握手をするトランプ大統領と習近平国家主席
米中は貿易協議開始という仮初めの妥協をしたものの、最終的な合意の可能性は低い
Photo:新華社/アフロ

 貿易戦争に絡む米国と中国のその場しのぎの妥協の危うさを、金融・資本市場は見抜いているようだ。

 米国の発表によれば、12月1日にアルゼンチン・ブエノスアイレスで開かれたG20サミット(20カ国・地域首脳会議)後の米中首脳会議で、2月末までの90日間を期限として、(1)技術移転の強要、(2)知的財産権の保護強化、(3)非関税障壁、(4)サイバー攻撃、(5)サービス・農業の5分野について協議を開始することで米中は合意した。

 米国は、2019年1月1日から2000億ドル分の中国の輸入品に対する関税を10%から25%に引き上げる予定だったが、協議中は引き上げを猶予する。

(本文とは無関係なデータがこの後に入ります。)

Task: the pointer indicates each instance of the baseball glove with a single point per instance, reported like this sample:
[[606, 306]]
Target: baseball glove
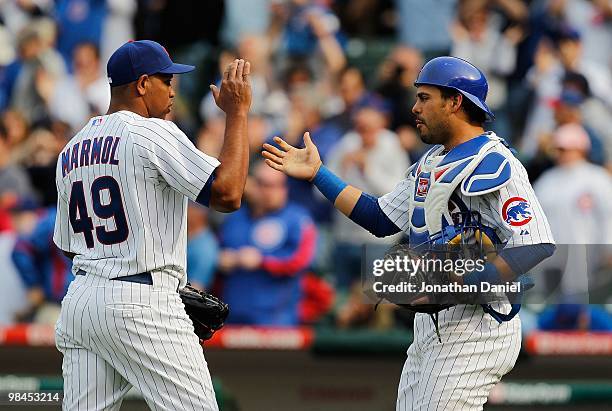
[[206, 311]]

 合意直後の3日は、決裂を回避できたことを受けて、主要国の株価は上昇した。リスクオンに傾いたことで、円安も進行した。

 しかし、4日以降、市場は暗転する。4日の日経平均株価は前日比538円71銭安の2万2036円5銭で引け、ニューヨークダウも下落し、2万5027ドル7セントと同799ドル36セント安で取引を終えた。円の対ドルレートも113円台から112円台へと上昇した。